Princípio da Oxidação Anódica
A oxidação anódica é um processo eletroquímico no qual um metal ou liga é colocado em um eletrólito específico e um campo elétrico CC externo é aplicado para fazer com que o metal sofra uma reação de oxidação como um ânodo, formando assim uma película de óxido em sua superfície. No caso do titânio, na oxidação anódica, os átomos de titânio perdem elétrons sob a ação do campo elétrico e são oxidados em íons de titânio (Tiⁿ⁺) e entram no eletrólito. Posteriormente, os íons de titânio combinam-se com ânions (como OH⁻, etc.) no eletrólito para formar gradualmente uma película de óxido de titânio (TiO₂) na superfície do titânio.
Reação anódica: Ti – ne⁻→Tiⁿ⁺. À medida que a reação prossegue, os íons de titânio gerados (Tiⁿ⁺) continuam a se difundir no eletrólito, enquanto os ânions (como OH⁻) no eletrólito migram para a superfície do ânodo.
Reação catódica: 2H⁺ + 2e⁻→H₂↑. O hidrogênio é gerado continuamente no cátodo, enquanto cátions (como íons metálicos, etc.) na solução migram para o cátodo.
Os íons de titânio (Tiⁿ⁺) que migram para a superfície do ânodo combinam-se com ânions (como OH⁻) no eletrólito para gerar óxido de titânio (TiO₂) e gradualmente formam uma película de óxido na superfície do titânio.

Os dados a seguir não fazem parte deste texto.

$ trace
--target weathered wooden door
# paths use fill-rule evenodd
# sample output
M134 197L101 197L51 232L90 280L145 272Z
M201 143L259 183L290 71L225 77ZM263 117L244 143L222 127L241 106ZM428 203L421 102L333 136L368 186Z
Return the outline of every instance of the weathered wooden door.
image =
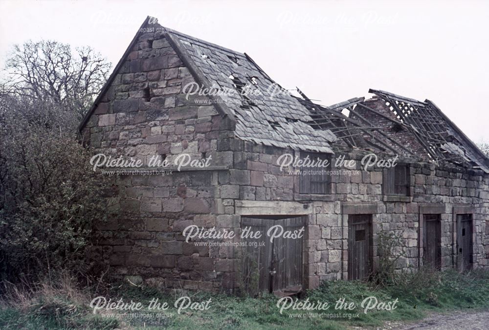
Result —
M457 215L457 262L461 271L472 269L472 214Z
M442 223L440 214L424 215L424 263L439 269L442 263Z
M372 215L348 216L348 279L364 280L372 271Z
M304 273L303 246L305 219L302 217L243 217L242 230L259 230L261 237L243 238L243 284L245 291L253 294L259 292L287 295L302 289ZM285 232L298 233L304 227L302 237L287 238L284 235L271 239L269 230L277 230L282 226ZM270 229L270 228L271 228ZM277 231L277 233L279 233Z

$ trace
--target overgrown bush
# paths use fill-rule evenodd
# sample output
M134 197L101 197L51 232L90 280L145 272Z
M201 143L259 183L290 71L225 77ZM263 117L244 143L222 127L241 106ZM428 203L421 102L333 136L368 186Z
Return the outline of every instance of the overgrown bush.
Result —
M400 233L385 230L378 233L377 239L378 265L373 280L378 285L385 286L395 282L400 259L405 256L403 240Z
M18 76L25 71L17 65ZM53 79L63 81L59 74ZM90 170L73 103L48 87L39 92L34 82L0 84L0 278L14 282L54 279L64 269L84 273L86 248L106 217L110 186ZM70 94L75 90L87 97L75 88L63 95L77 97Z
M19 115L19 114L16 114ZM105 216L105 180L69 134L4 117L0 141L1 276L83 272L85 248Z

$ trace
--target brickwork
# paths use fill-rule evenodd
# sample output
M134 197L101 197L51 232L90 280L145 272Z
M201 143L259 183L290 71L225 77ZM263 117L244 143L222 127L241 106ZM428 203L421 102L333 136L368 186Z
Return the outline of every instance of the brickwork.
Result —
M300 213L290 214L308 216L304 248L308 288L322 280L346 278L349 216L345 208L355 212L363 207L364 212L372 214L374 265L379 231L401 233L406 256L400 261L400 269L422 263L420 209L426 205L443 205L445 269L454 265L454 207L471 206L474 267L486 266L487 174L406 159L413 193L389 198L382 194L381 169L361 168L360 161L368 152L336 150L332 162L344 155L356 161L352 169L356 171L333 173L331 194L300 194L294 169L281 170L277 164L283 154L299 155L300 152L237 138L232 123L214 106L196 101L205 97L186 99L182 86L192 82L196 82L194 77L163 33L141 34L83 130L84 141L94 154L124 155L146 162L155 155L172 161L181 153L212 159L213 167L203 170L117 177L116 193L108 202L121 209L122 215L100 225L104 238L91 254L106 261L117 275L141 276L149 284L168 288L236 290L240 286L239 248L197 246L185 242L182 231L195 225L239 233L241 215L254 210L258 215L264 210L272 212L273 206L279 210L292 206ZM391 115L381 103L366 104ZM378 122L386 131L392 127L388 120ZM405 139L407 147L422 155L422 148L405 132L391 136Z

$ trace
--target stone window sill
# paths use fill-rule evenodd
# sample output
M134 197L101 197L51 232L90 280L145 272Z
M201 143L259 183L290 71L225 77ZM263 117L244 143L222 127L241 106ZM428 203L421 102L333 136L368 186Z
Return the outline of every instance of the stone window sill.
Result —
M412 196L386 196L384 195L384 202L405 202L411 203L413 201Z

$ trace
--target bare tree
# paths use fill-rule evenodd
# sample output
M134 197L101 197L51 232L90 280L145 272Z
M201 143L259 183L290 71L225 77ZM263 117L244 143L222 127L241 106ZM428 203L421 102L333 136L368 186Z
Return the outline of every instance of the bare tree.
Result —
M489 157L489 141L483 139L478 142L477 144L479 148L486 154L487 156Z
M62 106L80 119L107 80L111 64L89 47L72 51L56 41L15 45L6 63L10 91Z

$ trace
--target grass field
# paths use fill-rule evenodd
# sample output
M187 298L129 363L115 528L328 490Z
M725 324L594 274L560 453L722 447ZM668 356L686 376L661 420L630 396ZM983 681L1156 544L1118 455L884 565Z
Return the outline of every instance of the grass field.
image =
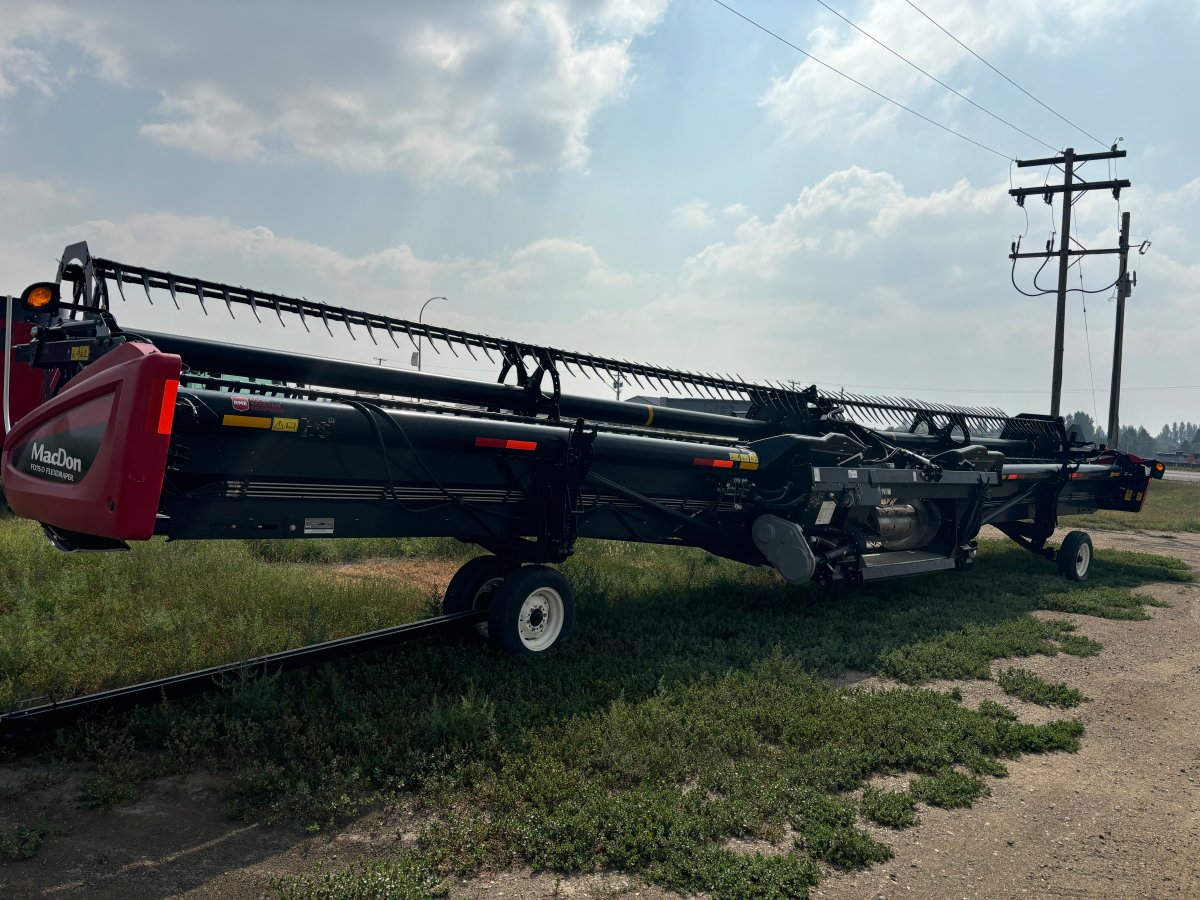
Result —
M1141 512L1102 510L1091 516L1068 516L1069 528L1142 529L1151 532L1200 532L1200 484L1151 481Z
M322 568L382 553L469 550L151 542L65 557L30 523L0 521L0 706L430 612L436 598L419 589ZM619 544L584 542L563 569L578 594L576 631L544 659L500 658L467 636L424 641L0 752L16 766L85 767L82 799L94 806L127 802L156 775L208 769L223 775L236 817L319 830L366 804L424 816L400 858L283 878L281 896L436 896L451 874L528 865L618 870L714 898L798 898L822 863L889 856L865 822L907 827L922 804L970 805L1006 760L1079 745L1078 721L1027 725L920 685L991 678L1001 658L1097 653L1072 623L1028 613L1136 619L1150 600L1132 588L1188 577L1175 560L1104 552L1078 586L1000 542L968 574L856 590L791 588L698 551ZM836 686L847 671L896 686ZM1084 700L1025 670L995 677L1033 702ZM906 791L871 787L894 773L916 778ZM31 835L46 834L53 823L16 823L0 853L28 854ZM790 852L734 852L734 838Z

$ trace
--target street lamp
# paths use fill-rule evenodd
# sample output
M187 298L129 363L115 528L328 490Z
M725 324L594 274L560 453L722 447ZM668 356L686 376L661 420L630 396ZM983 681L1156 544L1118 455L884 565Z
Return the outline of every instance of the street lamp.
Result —
M445 300L444 296L431 296L424 304L421 304L421 311L416 313L416 324L421 324L421 317L425 316L425 307L432 304L434 300ZM421 336L416 335L416 371L421 371Z

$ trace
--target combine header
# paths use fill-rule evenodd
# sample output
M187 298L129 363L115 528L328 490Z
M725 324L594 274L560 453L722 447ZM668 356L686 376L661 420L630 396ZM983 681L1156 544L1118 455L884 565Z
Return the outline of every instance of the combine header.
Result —
M125 331L113 307L128 294L396 348L427 341L499 377ZM1163 474L1162 463L1078 443L1044 415L834 396L498 340L98 259L85 244L66 248L56 281L8 305L4 491L60 550L124 550L154 535L449 535L487 552L455 575L444 616L251 661L268 670L466 622L486 623L508 653L545 652L574 617L570 586L546 564L578 538L696 546L829 586L967 569L992 524L1082 580L1091 540L1072 532L1050 547L1058 516L1140 510ZM565 376L740 400L749 413L576 396ZM196 690L224 671L0 721Z

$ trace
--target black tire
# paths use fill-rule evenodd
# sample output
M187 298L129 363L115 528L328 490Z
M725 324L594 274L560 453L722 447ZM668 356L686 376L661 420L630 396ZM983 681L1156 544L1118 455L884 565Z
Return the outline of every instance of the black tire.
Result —
M1092 538L1087 532L1070 532L1055 554L1058 571L1072 581L1086 581L1092 569Z
M486 610L500 583L516 568L516 563L492 556L467 560L446 584L442 613L450 616L468 610Z
M492 598L487 642L511 656L533 656L562 643L575 625L575 592L563 574L527 565Z

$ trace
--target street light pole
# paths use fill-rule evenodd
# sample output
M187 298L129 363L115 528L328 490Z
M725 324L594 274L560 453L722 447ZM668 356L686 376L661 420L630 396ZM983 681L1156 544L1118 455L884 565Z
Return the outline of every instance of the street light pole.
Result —
M421 317L425 316L425 307L432 304L434 300L445 300L444 296L431 296L424 304L421 304L421 311L416 313L416 324L421 324ZM416 335L416 371L421 371L421 336Z

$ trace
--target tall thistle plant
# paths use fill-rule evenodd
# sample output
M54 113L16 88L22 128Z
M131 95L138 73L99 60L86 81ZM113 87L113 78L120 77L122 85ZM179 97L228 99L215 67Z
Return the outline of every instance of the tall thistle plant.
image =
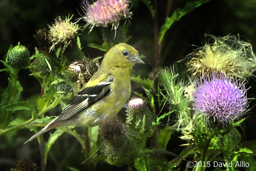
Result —
M241 161L249 164L248 170L252 169L252 151L242 143L239 131L248 111L246 83L256 69L256 56L251 44L239 36L210 36L205 45L185 58L186 65L178 62L164 68L159 66L162 60L160 50L172 25L209 1L188 1L164 18L163 23L159 23L159 1L141 0L154 24L153 77L142 79L135 72L131 73L132 80L140 85L141 91L135 92L136 96L127 102L123 121L110 118L83 132L63 127L50 135L46 133L48 138L42 135L37 138L40 166L29 160L18 160L11 170L36 170L39 167L49 170L49 160L56 162L51 148L65 132L75 138L83 152L76 165L83 161L91 171L96 170L97 164L103 162L125 165L133 171L184 168L204 170L214 161L233 162L232 166L224 167L235 170L238 169L234 163ZM1 96L0 137L7 138L10 132L18 135L18 131L23 129L37 132L56 117L48 114L58 105L64 108L100 63L100 58L91 59L82 51L80 35L100 28L102 44L91 42L88 45L104 52L118 43L126 42L131 37L129 26L133 24L132 4L131 0L84 0L79 22L73 21L73 15L59 16L36 32L34 52L19 43L10 47L1 61L5 68L1 71L8 73L9 78ZM89 33L82 32L85 29L80 23L90 29ZM36 103L20 98L23 88L18 74L24 69L29 69L40 85ZM182 140L180 154L173 153L168 148L175 132L180 134ZM30 136L22 136L26 137L24 142ZM71 147L69 150L74 151ZM199 161L206 166L194 167ZM65 167L79 170L66 160L63 163L61 166L56 162L57 169Z

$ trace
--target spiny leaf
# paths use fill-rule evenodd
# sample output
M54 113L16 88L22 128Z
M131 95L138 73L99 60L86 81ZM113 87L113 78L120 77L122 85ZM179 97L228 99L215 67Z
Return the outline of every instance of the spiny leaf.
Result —
M170 127L166 126L162 130L158 135L158 139L159 143L159 147L162 149L166 149L167 144L170 138L170 135L173 133L173 131L170 129Z
M189 13L196 8L200 6L203 4L208 3L211 0L189 1L183 8L176 9L170 17L166 18L165 23L161 28L158 38L158 43L160 44L166 32L170 28L174 22L178 21L182 16Z
M150 1L148 0L142 0L141 1L143 4L144 4L148 8L148 10L150 11L150 13L151 13L151 15L152 15L152 17L154 18L154 9L153 9L153 6L151 4L151 2Z
M61 135L63 132L64 131L62 130L57 129L53 134L51 134L50 135L48 141L46 144L46 149L45 150L45 163L46 164L46 162L47 161L47 155L48 155L51 147L52 147L54 142L55 142L57 139Z
M98 44L94 44L94 43L90 43L90 44L88 44L88 46L89 47L93 47L93 48L98 49L101 51L108 52L107 48L106 48L105 47L104 47L101 45L98 45Z
M19 110L33 110L34 108L28 102L17 102L12 104L6 105L3 107L3 109L10 111Z

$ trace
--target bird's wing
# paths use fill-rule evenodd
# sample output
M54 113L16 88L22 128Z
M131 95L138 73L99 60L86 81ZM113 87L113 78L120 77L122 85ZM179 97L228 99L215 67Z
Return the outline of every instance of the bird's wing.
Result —
M95 86L84 88L71 100L47 130L55 127L106 96L110 92L113 81L113 79L109 79L107 81L101 82Z

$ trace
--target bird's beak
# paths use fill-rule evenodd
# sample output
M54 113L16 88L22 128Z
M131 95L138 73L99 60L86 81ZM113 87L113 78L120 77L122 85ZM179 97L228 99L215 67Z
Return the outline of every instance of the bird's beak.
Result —
M143 64L145 64L144 63L143 61L140 59L140 57L139 57L138 56L135 56L132 58L130 58L129 59L129 62L134 63L143 63Z

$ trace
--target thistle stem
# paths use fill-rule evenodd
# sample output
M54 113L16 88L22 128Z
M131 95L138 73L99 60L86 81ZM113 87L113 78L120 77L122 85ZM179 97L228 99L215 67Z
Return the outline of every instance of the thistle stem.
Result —
M10 100L9 101L8 105L11 105L13 103L16 94L17 94L17 90L16 82L17 82L17 78L18 77L18 73L19 70L19 69L14 68L13 74L10 74L10 78L11 78L10 83L11 84L11 97L10 98ZM12 116L11 114L13 112L10 111L7 111L6 112L6 114L5 117L5 120L4 121L4 123L3 123L3 125L1 126L1 130L4 130L6 128L6 127L8 127L9 124L10 118Z
M157 117L159 114L159 104L158 103L158 79L157 77L157 70L159 65L159 53L158 44L158 20L157 18L157 0L154 0L154 44L155 44L155 65L154 68L154 83L153 83L153 99L155 109L155 116ZM154 136L152 141L152 145L153 146L157 146L158 143L158 127L157 126L154 133Z
M84 138L84 146L85 148L84 151L87 159L88 159L90 157L90 152L91 151L91 145L90 143L90 139L89 139L89 135L88 133L88 131L89 131L88 127L86 127L84 128L84 133L83 134ZM93 163L88 163L88 165L89 166L90 170L91 171L96 170L95 167L94 167Z
M205 143L205 145L204 146L204 148L203 150L203 154L202 156L202 163L205 163L205 160L206 159L206 153L209 148L209 146L210 145L210 143L211 140L212 136L209 138L209 139L207 140L206 143ZM205 167L201 167L201 170L203 171L205 169Z

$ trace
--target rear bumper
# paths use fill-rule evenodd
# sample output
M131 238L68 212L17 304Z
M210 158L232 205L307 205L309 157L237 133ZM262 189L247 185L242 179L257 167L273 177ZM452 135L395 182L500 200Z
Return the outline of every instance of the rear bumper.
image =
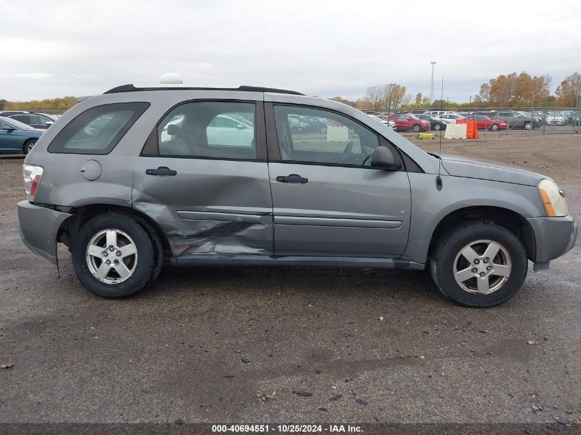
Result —
M528 218L527 221L535 235L535 263L553 260L575 246L579 227L572 216Z
M56 236L63 222L72 216L39 207L28 201L18 203L20 237L26 247L36 255L56 264Z

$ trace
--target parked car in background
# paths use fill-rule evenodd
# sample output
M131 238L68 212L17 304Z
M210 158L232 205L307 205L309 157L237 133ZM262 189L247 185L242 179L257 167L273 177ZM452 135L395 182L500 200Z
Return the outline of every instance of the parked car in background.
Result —
M417 133L430 129L430 122L407 113L394 113L389 115L388 120L395 123L395 129L399 131L412 130Z
M547 113L545 122L547 125L564 125L567 118L561 112L553 111Z
M42 129L43 130L48 129L55 121L47 115L25 111L3 112L0 113L0 116L16 120L34 129Z
M437 118L435 116L430 116L428 113L422 113L420 115L416 115L416 118L419 120L424 120L424 121L428 121L430 122L430 129L432 130L445 130L446 124L443 121L442 121L440 118Z
M466 119L469 121L476 121L478 128L481 130L506 130L506 122L500 119L491 118L483 115L468 116Z
M530 130L533 128L533 120L530 117L523 116L514 110L493 111L488 113L488 117L500 119L507 123L508 129L524 129ZM534 126L538 126L534 125Z
M23 243L53 264L65 244L100 296L135 294L165 264L327 266L427 271L447 297L485 307L516 293L529 259L547 269L575 245L564 195L540 174L429 154L353 107L292 91L167 87L85 100L24 161ZM211 143L214 120L233 113L260 114L256 140L241 146L237 126L239 138ZM164 140L179 115L188 134ZM299 139L295 116L342 126Z
M386 120L383 118L380 118L377 115L369 115L372 118L375 120L377 122L383 124L384 125L389 127L392 130L395 130L395 122L393 121L390 121L389 120Z
M437 117L437 119L441 120L444 124L456 124L458 120L463 120L464 117L457 113L444 113Z
M0 154L28 154L44 131L0 117Z

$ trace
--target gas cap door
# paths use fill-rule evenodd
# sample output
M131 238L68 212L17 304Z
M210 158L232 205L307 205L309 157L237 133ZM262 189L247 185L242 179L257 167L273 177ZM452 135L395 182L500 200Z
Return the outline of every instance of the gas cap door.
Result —
M81 175L89 181L94 181L101 176L101 165L96 160L87 160L80 167Z

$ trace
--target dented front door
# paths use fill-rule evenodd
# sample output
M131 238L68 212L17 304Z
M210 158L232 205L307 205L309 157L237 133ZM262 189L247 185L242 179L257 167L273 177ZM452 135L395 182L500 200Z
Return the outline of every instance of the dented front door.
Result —
M174 256L272 253L265 162L140 157L133 203L159 224Z

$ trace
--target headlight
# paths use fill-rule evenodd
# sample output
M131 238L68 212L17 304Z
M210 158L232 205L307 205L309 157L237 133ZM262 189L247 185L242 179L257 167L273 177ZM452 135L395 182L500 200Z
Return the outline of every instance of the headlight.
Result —
M26 190L28 201L30 202L34 201L34 196L36 194L36 190L41 183L41 179L43 177L44 171L44 168L42 166L23 165L22 175L24 177L24 188Z
M551 180L544 179L538 183L538 192L542 199L547 216L567 216L569 214L569 208L567 206L565 199L562 194L561 190L557 183Z

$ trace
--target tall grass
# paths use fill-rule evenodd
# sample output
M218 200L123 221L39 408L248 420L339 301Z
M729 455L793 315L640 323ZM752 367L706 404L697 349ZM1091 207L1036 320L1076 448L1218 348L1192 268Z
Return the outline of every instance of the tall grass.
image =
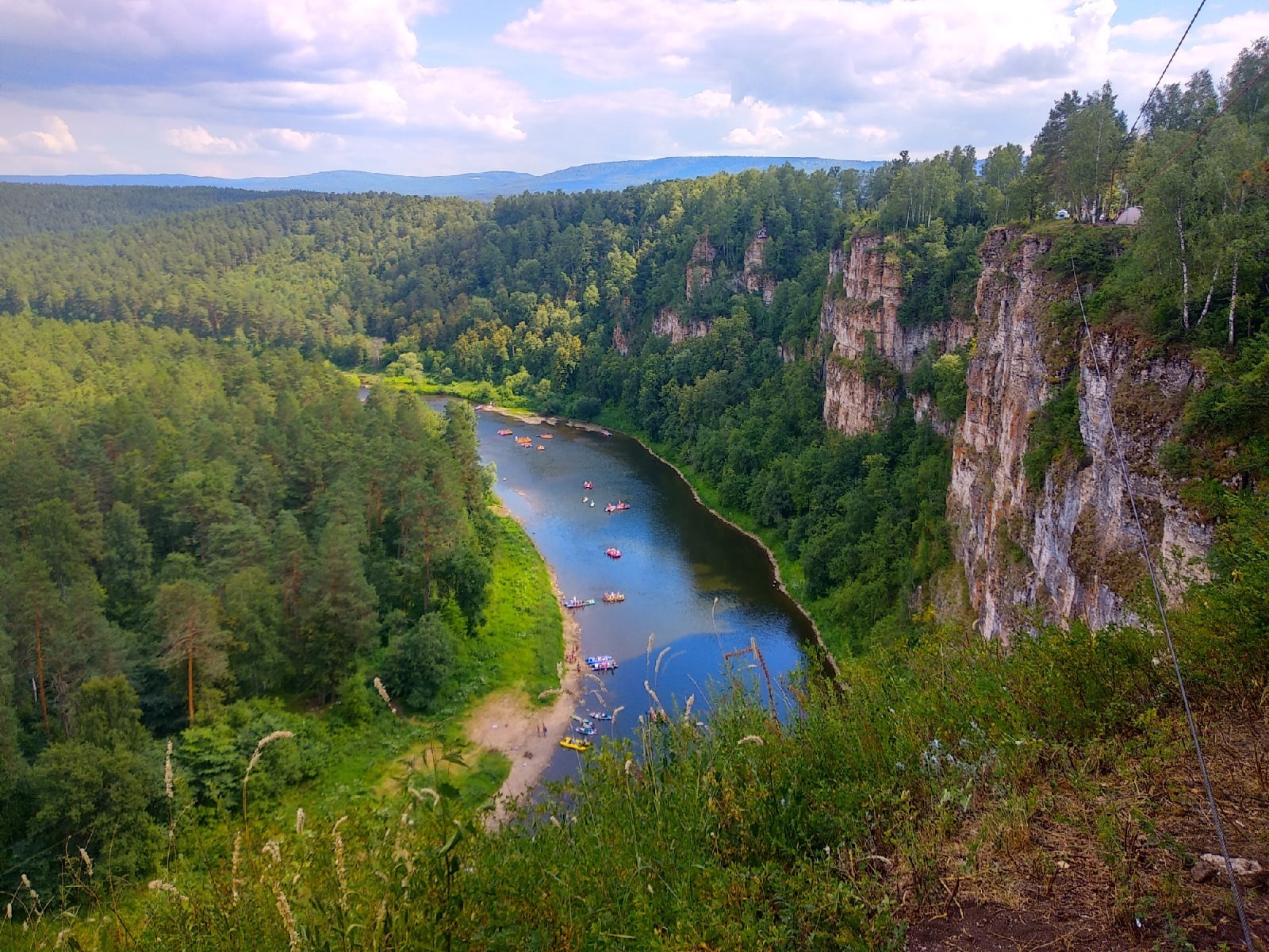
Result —
M1093 805L1121 765L1176 762L1159 649L1147 632L1072 627L1005 654L934 627L849 661L844 693L789 684L783 724L737 674L708 725L671 711L603 743L497 831L431 757L400 796L339 816L319 803L236 842L232 862L228 839L187 847L131 915L71 928L84 948L193 952L897 949L906 919L947 911L949 883L981 895L1003 866L1025 867L1043 895L1071 875L1032 835L1056 784ZM1126 859L1143 814L1090 806L1065 823L1121 877L1113 922L1187 908Z

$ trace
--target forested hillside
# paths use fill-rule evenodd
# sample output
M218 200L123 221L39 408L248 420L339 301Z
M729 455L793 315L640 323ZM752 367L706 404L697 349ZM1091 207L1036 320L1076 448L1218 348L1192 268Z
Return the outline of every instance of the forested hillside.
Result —
M258 192L237 188L81 188L0 182L0 241L51 231L114 228L259 198Z
M71 836L113 840L103 875L145 875L161 797L146 727L188 727L198 802L232 809L223 770L249 729L299 727L225 706L355 702L362 680L345 682L381 637L426 644L426 707L490 576L466 405L363 407L294 352L123 322L6 317L3 341L5 866L48 885ZM311 769L302 754L273 783Z
M103 877L157 868L150 729L226 825L173 847L143 913L121 916L136 933L84 925L100 947L898 948L905 922L935 928L962 902L1039 910L1038 944L1231 942L1228 896L1192 880L1214 847L1141 566L1114 562L1140 583L1133 625L1034 612L1005 651L963 612L947 434L991 415L968 406L986 386L968 376L1003 374L1009 354L985 367L977 338L926 335L900 367L873 334L846 358L822 322L840 300L972 330L989 244L997 264L1032 254L1048 336L1027 348L1048 363L1029 366L1052 369L1023 382L1048 399L1013 434L1032 501L1088 466L1081 348L1184 368L1164 407L1175 438L1140 463L1209 533L1171 631L1233 848L1264 858L1266 66L1261 39L1221 81L1161 88L1136 131L1109 85L1072 91L1029 155L1005 143L981 165L961 146L871 174L490 204L288 195L5 241L0 777L24 805L5 811L8 866L46 896L62 873L58 901L85 906L103 894L74 850L100 856L107 829ZM1137 223L1114 225L1126 208ZM892 282L871 302L845 300L859 239ZM1022 296L997 270L987 289ZM390 386L362 409L327 359ZM825 423L834 367L884 393L871 429ZM1157 393L1127 380L1105 406L1132 437ZM496 835L450 786L461 758L433 751L434 786L343 828L343 805L313 806L320 829L297 816L265 839L244 739L313 721L232 698L352 698L377 641L396 670L430 673L478 627L494 523L471 411L442 421L412 392L459 383L665 452L773 545L840 683L791 685L786 722L739 682L708 725L650 691L636 744ZM1099 571L1100 528L1080 527ZM1010 533L1027 531L987 534L1025 569ZM297 757L278 786L307 776ZM48 909L13 896L19 918ZM1249 906L1263 929L1263 890Z

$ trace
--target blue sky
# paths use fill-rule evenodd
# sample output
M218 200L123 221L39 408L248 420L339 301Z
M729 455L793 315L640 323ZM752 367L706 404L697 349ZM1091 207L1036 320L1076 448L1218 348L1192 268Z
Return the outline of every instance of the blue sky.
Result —
M543 173L1030 142L1136 114L1193 14L1143 0L0 0L0 173ZM1209 0L1169 80L1269 10Z

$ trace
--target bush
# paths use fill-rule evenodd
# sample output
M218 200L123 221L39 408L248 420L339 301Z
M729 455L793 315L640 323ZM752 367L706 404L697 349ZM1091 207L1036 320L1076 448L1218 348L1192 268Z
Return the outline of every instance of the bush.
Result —
M411 711L431 708L454 668L454 642L439 614L428 613L388 649L381 669L392 697Z

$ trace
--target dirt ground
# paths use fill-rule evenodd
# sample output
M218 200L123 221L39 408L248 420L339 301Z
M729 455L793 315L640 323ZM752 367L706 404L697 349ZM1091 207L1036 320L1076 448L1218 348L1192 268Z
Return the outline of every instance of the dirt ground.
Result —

Titânio anodizado com ácido sulfúrico
O uso de ácido sulfúrico como eletrólito principal é o método de anodização mais comum. Em uma solução de ácido sulfúrico com concentração de 15% a 30%, uma película de óxido é formada na superfície do titânio, controlando parâmetros como tensão, temperatura e tempo. Esse método tem baixo custo, cria uma película de óxido uniforme e densa com espessura moderada e é amplamente utilizado nas indústrias aeroespacial, eletrônica, etc.
Ácido oxálico anodizando titânio
Utilizando eletrólito de ácido oxálico, uma película de óxido mais espessa e dura pode ser formada na superfície do titânio. A película de óxido possui uma estrutura especial e boa resistência ao desgaste e à corrosão. É frequentemente utilizada em peças mecânicas com altos requisitos de dureza e resistência ao desgaste, como peças de titânio em motores de automóveis. Após a anodização com ácido oxálico, pode suportar condições de trabalho mais severas.
Ácido fosfórico anodizado de titânio
Usando eletrólito de ácido fosfórico, o filme de óxido gerado tem bom desempenho de adsorção, o que é propício para tingimento, pintura, etc. subsequentes. É amplamente utilizado em produtos de titânio que exigem decoração de superfície ou revestimento adicional, como materiais de titânio usados para decoração arquitetônica, que podem ser tingidos após anodização com ácido fosfórico para obter cores ricas.
Titânio anodizado com ácido crômico
Utilizando ácido crômico como eletrólito. É frequentemente utilizado em peças aeroespaciais com altos requisitos de desempenho em fadiga, como peças estruturais de liga de titânio em asas de aeronaves, para melhorar a resistência à corrosão e, ao mesmo tempo, garantir a vida útil em fadiga. No entanto, o ácido crômico é tóxico e as águas residuais devem ser rigorosamente tratadas quando utilizadas.